Originally published Saturday, May 3, 2008 at 12:00 AM
From robo-squirrel to researcher
One gray squirrel, its bushy tail twitching, barked a warning as another scrounged for food nearby. It was an ordinary spring day at Hampshire...
The Associated Press
AMHERST, Mass. — One gray squirrel, its bushy tail twitching, barked a warning as another scrounged for food nearby.
It was an ordinary spring day at Hampshire College, except that the rodent issuing the warning was powered by amps, not acorns.
Dubbed "Rocky" after the cartoon character, the robo-squirrel is working its way into Hampshire's live-squirrel clique, controlled by researchers several yards away with a laptop and binoculars.
Sarah Partan, an assistant professor in animal behavior at Hampshire, hopes that by capturing a close-up view of squirrels in nature, Rocky will help her team decode squirrels' communication techniques, social cues and survival instincts.
Rocky is among many robotic critters worldwide helping researchers observe animals in their natural environments rather than in labs. The research could let scientists better understand how animals work in groups, court and intimidate rivals.
In Indiana, for instance, a fake lizard shows off its machismo as researchers assess which actions intimidate and which attract real lizards. Pheromone-soaked cockroach counterfeits in Brussels, meanwhile, exert peer pressure on real roaches to move out of protective darkness. In California, a tiny video camera inside a fake female sage grouse records close-up details as it's wooed — and more — by unusually promiscuous males.
The research may even help explain similar behaviors in humans, researchers say.
"Animals and humans are all affected by behaviors, body postures and signals from each other that we may not be aware of," Partan said.
The use of fake critters to infiltrate real groups of animals is so new that few companies build or sell such tools to researchers.

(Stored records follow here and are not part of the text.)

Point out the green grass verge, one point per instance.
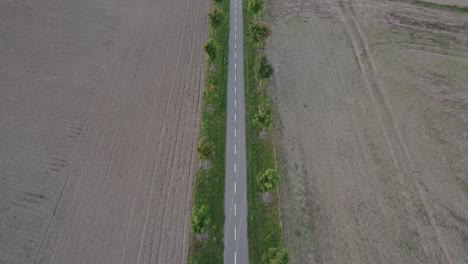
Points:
(455, 8)
(208, 188)
(264, 228)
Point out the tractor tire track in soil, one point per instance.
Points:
(114, 187)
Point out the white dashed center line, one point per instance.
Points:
(235, 233)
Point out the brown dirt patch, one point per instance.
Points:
(99, 105)
(373, 102)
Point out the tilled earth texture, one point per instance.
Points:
(98, 123)
(373, 99)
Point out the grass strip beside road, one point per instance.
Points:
(208, 189)
(264, 227)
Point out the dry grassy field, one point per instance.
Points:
(373, 100)
(99, 105)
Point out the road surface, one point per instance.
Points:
(235, 199)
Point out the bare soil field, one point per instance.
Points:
(373, 101)
(99, 106)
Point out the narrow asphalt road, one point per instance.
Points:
(235, 197)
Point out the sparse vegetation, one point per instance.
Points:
(262, 68)
(268, 180)
(207, 217)
(276, 256)
(200, 220)
(216, 18)
(255, 6)
(264, 228)
(263, 115)
(211, 50)
(260, 31)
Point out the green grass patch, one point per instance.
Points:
(208, 189)
(264, 228)
(455, 8)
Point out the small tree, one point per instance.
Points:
(255, 6)
(260, 31)
(204, 149)
(215, 17)
(276, 256)
(211, 50)
(268, 180)
(263, 116)
(263, 69)
(200, 220)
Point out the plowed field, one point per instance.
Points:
(99, 105)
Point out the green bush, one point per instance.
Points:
(211, 49)
(200, 220)
(276, 256)
(263, 116)
(263, 68)
(215, 17)
(204, 149)
(268, 180)
(255, 5)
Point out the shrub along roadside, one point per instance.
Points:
(207, 217)
(264, 226)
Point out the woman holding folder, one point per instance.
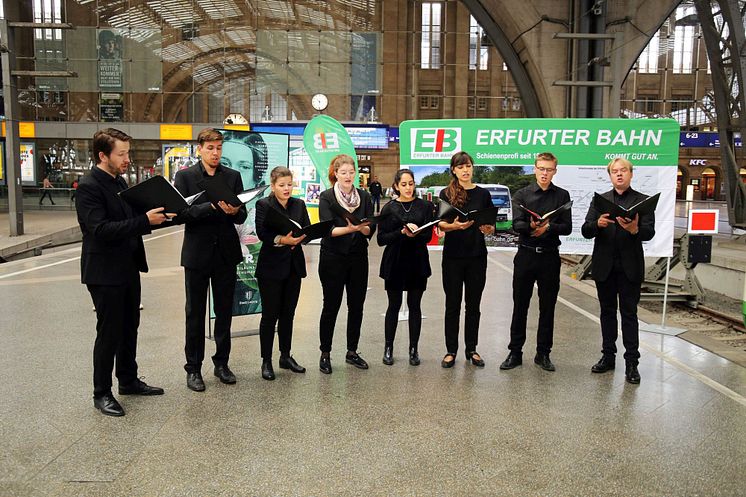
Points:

Many of the scientists using animal doppelgängers have modified toy animals or, like Partan and her students, cobbled together their own with fake fur, small motors, circuits and other material. Rocky's movement is controlled by basic computer programs, and it has tiny speakers inside that play recordings Partan purchased from an animal-sounds library at Cornell University.
Although animal behavior has been studied for years, much remains unknown about instinctive responses, and robot critters can help researchers discover how far a species can be pushed beyond its survival instincts.